Protocol of the Session on December 10, 2010

(Beifall bei der SPD)

Die Freiheit zur Gestaltung liegt in den Händen derer, denen wir qua Gesetz diese Freiheit zukommen lassen, hier also den Eltern.

Dass ihre erste Formulierung völlig unlogisch war, haben inzwischen auch die Mitglieder der Fraktionen der CDU und der FDP bemerkt. Deshalb wurde Ihre erste Formulierung inzwischen geändert. Nun heißt es: „Den freien Elternwillen zum Wohl der Kinder pädagogisch begleiten.“

Zwar behaupten CDU und FDP in der Öffentlichkeit, sie wollten am freien Elternwillen nichts ändern. Aber unseren Antrag, der genau dies und nur dies beinhaltet, lehnen Sie ab. Warum wohl?

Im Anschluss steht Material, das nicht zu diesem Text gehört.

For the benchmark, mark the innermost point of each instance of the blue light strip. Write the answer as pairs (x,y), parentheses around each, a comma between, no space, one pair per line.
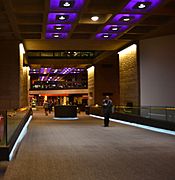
(19,139)
(66,118)
(139,125)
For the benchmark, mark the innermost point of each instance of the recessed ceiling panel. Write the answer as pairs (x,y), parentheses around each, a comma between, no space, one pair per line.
(86,18)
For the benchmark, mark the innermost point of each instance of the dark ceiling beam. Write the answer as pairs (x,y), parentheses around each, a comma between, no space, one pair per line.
(11,17)
(103,56)
(45,17)
(60,61)
(70,44)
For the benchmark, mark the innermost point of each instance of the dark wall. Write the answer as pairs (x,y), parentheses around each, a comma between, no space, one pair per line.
(9,74)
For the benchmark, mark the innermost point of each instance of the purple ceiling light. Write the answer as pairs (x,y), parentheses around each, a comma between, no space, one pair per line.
(45,70)
(106,36)
(59,27)
(43,78)
(61,17)
(66,70)
(126,19)
(67,5)
(56,35)
(114,28)
(141,5)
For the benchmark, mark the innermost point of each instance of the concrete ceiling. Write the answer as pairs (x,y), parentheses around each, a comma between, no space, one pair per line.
(26,20)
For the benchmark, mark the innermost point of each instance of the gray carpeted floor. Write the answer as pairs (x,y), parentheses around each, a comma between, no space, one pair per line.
(85,150)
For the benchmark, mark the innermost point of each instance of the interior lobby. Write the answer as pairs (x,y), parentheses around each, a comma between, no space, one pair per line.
(73,53)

(Beifall bei der SPD - Karl-Heinz Klare [CDU]: Weil wir Ihnen nicht glauben!)

- Herr Klare hat gerade gesagt: weil er uns nicht glaubt. Wenn er uns nicht glaubt, dann wäre es doch umso wichtiger, genau dies per Antrag mit Ihren Stimmen im Gesetz zu beschließen. Nein, es ist umgekehrt: Wir glauben Ihnen nicht, Herr Klare.

(Beifall bei der SPD)

Wenn das, was Sie hier sagen, nämlich stimmen würde, dann würden Sie unserem Antrag zustimmen, und alle Unstimmigkeiten wären vom Tisch. Der einzige Grund, warum Sie das nicht tun, ist ein ganz anderer, aber Sie trauen sich nicht, das hier offen zu sagen. Wer wie Sie in Ihrem neuen Antrag formuliert, dass er in den ersten zwei Jahren der neuen Schule gegebenenfalls nachsteuern will,

(Ulf Thiele [CDU]: Sie können ruhig „Oberschule“ sagen!)

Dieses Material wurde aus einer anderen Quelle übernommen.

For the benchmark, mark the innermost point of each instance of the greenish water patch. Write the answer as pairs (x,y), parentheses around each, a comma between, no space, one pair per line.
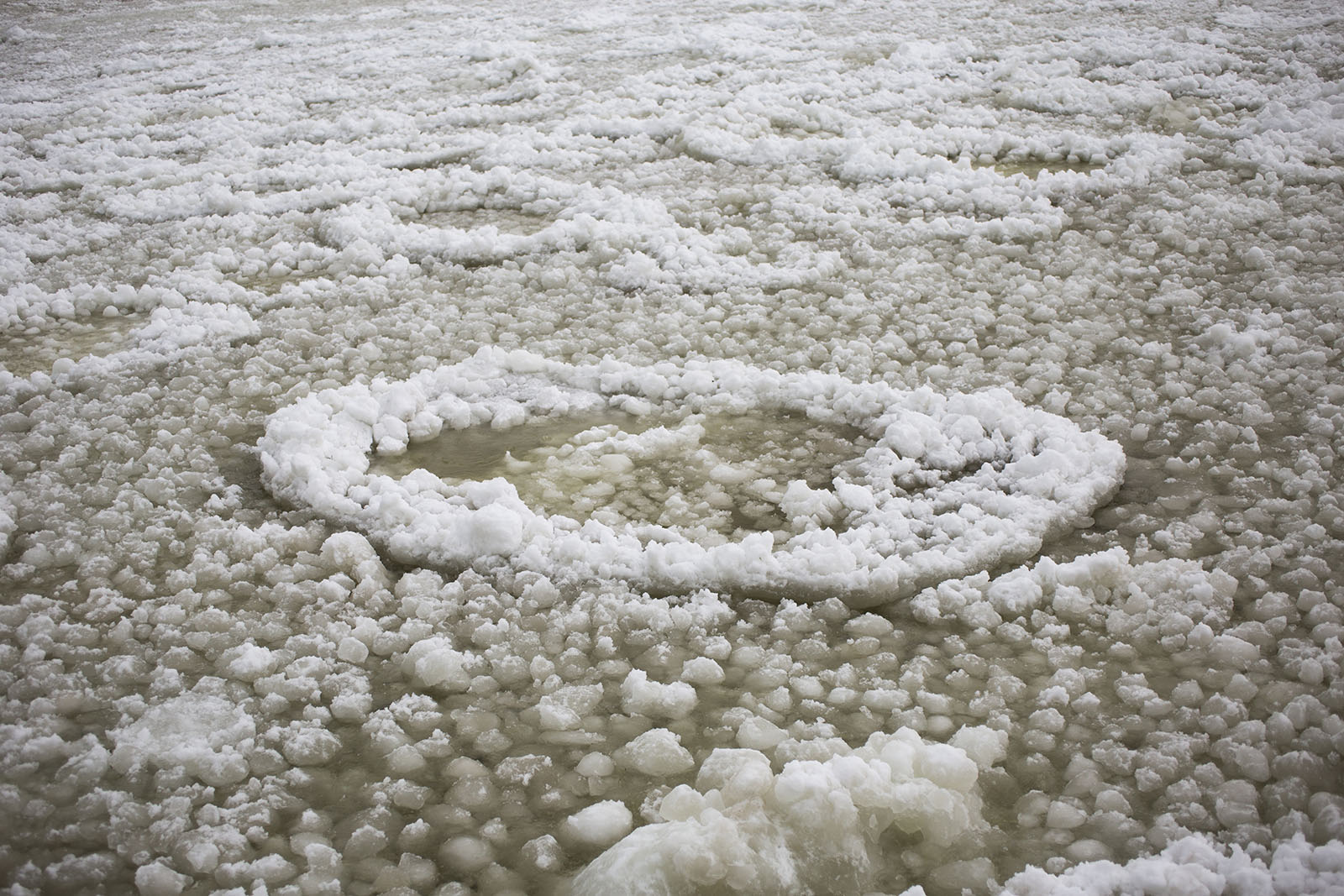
(710,477)
(507,221)
(1037,167)
(30,352)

der setzt die Schülerinnen und Schüler unter einen enormen und völlig unnötigen Leistungsdruck.

(Beifall bei der SPD)

Wo bleibt hier denn eigentlich der pädagogische Wille, allen eine reelle Chance zu geben? - Es gibt nun einmal Schülerinnen und Schüler, die möglicherweise aufgrund ihres Naturells einen schlechten Start auf einer neuen Schule hinlegen, die familiäre Probleme haben oder die einfach langsamer in die Gänge kommen, am Ende aber vielleicht sehr zufriedenstellende Leistungen bringen. Denen zu sagen, sie hätten auch später noch eine Chance, das Abitur zu erreichen, ist meines Erachtens nur ein schwacher Trost für die Betroffenen.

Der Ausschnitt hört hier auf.